GPU pass-through API support
This document contains the software design for GPU pass-through API support. GPU pass-through is already possible at the moment via the VM.other_config
ci key, which is generally usable for PCI pass-through. This design proposal introduces a new GPU model to the XenAPI through which VMs can be assigned GPUs in a more flexible and convenient way.
Rather than modelling GPU pass-through from a PCI perspective, and having the user manipulate PCI devices directly, we are taking a higher-level view by introducing a dedicated graphics model. The graphics model is similar to the networking and storage model, in which virtual and physical devices are linked through an intermediate abstraction layer (e.g. the "Network" class in the networking model).
The basic graphics model is as follows:
A host owns a number of physical GPU devices (pGPUs), each of which is available for passing through to a VM.
A VM may have a virtual GPU device (vGPU), which means it expects to have access to a GPU when it is running.
Identical pGPUs are grouped across a resource pool in GPU groups.
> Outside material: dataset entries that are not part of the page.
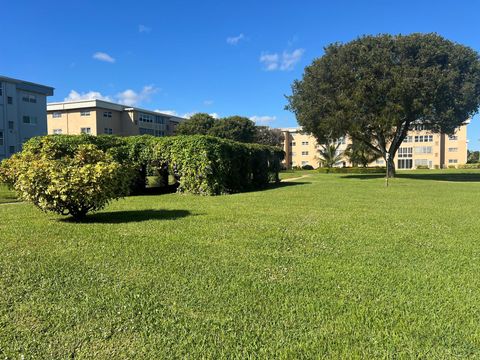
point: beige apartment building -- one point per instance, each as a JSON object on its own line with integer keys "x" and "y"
{"x": 420, "y": 148}
{"x": 97, "y": 117}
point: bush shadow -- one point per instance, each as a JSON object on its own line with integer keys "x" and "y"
{"x": 131, "y": 216}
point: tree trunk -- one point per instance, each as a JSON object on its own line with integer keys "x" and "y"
{"x": 390, "y": 167}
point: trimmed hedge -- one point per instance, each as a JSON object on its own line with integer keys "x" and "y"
{"x": 202, "y": 165}
{"x": 353, "y": 170}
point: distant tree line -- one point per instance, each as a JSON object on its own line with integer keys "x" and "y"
{"x": 235, "y": 128}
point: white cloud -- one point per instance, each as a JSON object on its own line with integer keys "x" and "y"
{"x": 263, "y": 120}
{"x": 91, "y": 95}
{"x": 103, "y": 57}
{"x": 168, "y": 112}
{"x": 127, "y": 97}
{"x": 144, "y": 29}
{"x": 132, "y": 98}
{"x": 234, "y": 40}
{"x": 284, "y": 62}
{"x": 289, "y": 60}
{"x": 270, "y": 61}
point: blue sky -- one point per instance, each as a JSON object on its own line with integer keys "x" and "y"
{"x": 220, "y": 57}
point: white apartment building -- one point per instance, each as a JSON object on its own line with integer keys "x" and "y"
{"x": 23, "y": 113}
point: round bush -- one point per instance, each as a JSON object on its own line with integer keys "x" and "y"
{"x": 86, "y": 180}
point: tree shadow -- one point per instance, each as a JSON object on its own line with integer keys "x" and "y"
{"x": 278, "y": 185}
{"x": 131, "y": 216}
{"x": 444, "y": 176}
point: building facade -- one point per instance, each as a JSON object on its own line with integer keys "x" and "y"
{"x": 420, "y": 148}
{"x": 97, "y": 117}
{"x": 23, "y": 113}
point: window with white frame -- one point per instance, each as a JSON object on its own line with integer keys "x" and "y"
{"x": 405, "y": 152}
{"x": 32, "y": 120}
{"x": 423, "y": 149}
{"x": 423, "y": 138}
{"x": 29, "y": 98}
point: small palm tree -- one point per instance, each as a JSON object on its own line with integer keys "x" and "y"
{"x": 329, "y": 154}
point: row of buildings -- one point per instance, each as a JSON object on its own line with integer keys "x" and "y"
{"x": 419, "y": 148}
{"x": 24, "y": 113}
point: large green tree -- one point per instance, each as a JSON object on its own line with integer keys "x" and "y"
{"x": 266, "y": 135}
{"x": 198, "y": 124}
{"x": 235, "y": 128}
{"x": 375, "y": 88}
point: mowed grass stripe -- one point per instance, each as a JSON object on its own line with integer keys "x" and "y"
{"x": 329, "y": 265}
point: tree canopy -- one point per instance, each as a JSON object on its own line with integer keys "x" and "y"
{"x": 375, "y": 88}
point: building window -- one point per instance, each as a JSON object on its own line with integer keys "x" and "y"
{"x": 144, "y": 131}
{"x": 423, "y": 149}
{"x": 405, "y": 163}
{"x": 405, "y": 152}
{"x": 424, "y": 138}
{"x": 29, "y": 98}
{"x": 145, "y": 118}
{"x": 32, "y": 120}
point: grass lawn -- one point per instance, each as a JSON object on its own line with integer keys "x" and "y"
{"x": 6, "y": 195}
{"x": 331, "y": 265}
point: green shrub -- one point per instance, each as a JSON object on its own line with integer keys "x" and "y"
{"x": 86, "y": 179}
{"x": 353, "y": 170}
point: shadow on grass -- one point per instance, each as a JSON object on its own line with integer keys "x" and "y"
{"x": 453, "y": 177}
{"x": 278, "y": 185}
{"x": 131, "y": 216}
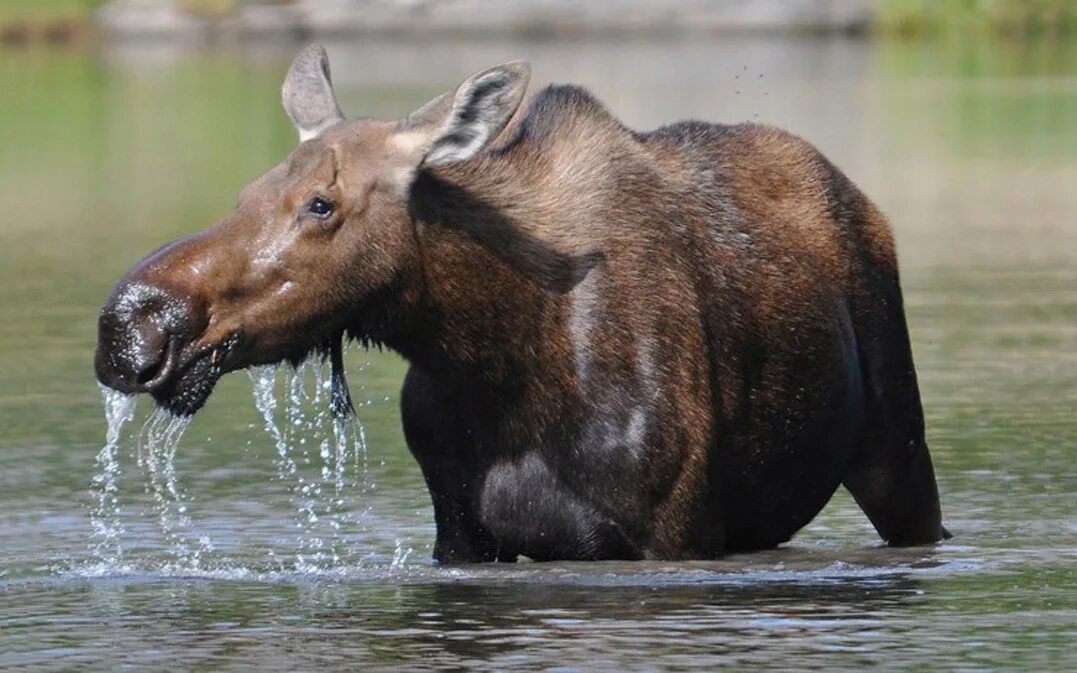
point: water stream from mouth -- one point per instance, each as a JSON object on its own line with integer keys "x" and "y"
{"x": 105, "y": 516}
{"x": 320, "y": 460}
{"x": 157, "y": 444}
{"x": 320, "y": 456}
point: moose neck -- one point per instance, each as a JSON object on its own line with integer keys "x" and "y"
{"x": 492, "y": 298}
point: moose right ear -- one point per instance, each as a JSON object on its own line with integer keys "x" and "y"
{"x": 307, "y": 93}
{"x": 461, "y": 123}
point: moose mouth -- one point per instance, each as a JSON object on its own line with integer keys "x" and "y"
{"x": 182, "y": 388}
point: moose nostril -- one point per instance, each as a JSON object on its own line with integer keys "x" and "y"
{"x": 136, "y": 339}
{"x": 150, "y": 369}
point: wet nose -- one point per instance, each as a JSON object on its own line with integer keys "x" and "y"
{"x": 137, "y": 332}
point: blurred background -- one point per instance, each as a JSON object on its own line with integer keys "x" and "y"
{"x": 129, "y": 123}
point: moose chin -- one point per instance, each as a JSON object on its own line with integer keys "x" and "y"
{"x": 623, "y": 345}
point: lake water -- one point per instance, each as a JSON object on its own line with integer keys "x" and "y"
{"x": 969, "y": 148}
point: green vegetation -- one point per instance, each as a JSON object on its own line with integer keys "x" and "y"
{"x": 1010, "y": 17}
{"x": 38, "y": 11}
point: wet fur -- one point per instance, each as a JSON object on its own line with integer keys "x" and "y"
{"x": 662, "y": 345}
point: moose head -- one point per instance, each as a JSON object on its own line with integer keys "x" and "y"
{"x": 321, "y": 246}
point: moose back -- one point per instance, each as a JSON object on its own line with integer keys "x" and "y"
{"x": 623, "y": 345}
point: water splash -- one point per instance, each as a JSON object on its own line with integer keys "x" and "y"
{"x": 323, "y": 482}
{"x": 157, "y": 443}
{"x": 105, "y": 516}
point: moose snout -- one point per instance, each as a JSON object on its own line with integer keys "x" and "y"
{"x": 138, "y": 333}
GPU groups are automatically created and maintained by XS.
A GPU group connects vGPUs to pGPUs in the same way as VIFs are connected to PIFs by Network objects: for a VM v having a vGPU on GPU group p to run on host h, host h must have a pGPU in GPU group p and pass it through to VM v.
VM start and non-live migration rules are analogous to the network API and follow the above rules.
In case a VM that has a vGPU is started, while no pGPU available, an exception will occur and the VM won't start. As a result, in order to guarantee that a VM always has access to a pGPU, the number of vGPUs should not exceed the number of pGPUs in a GPU group.
Currently, the following restrictions apply:
Hotplug is not supported.
Suspend/resume and checkpointing (memory snapshots) are not supported.
Live migration (XenMotion) is not supported.
No more than one GPU per VM will be supported.
Only Windows guests will be supported.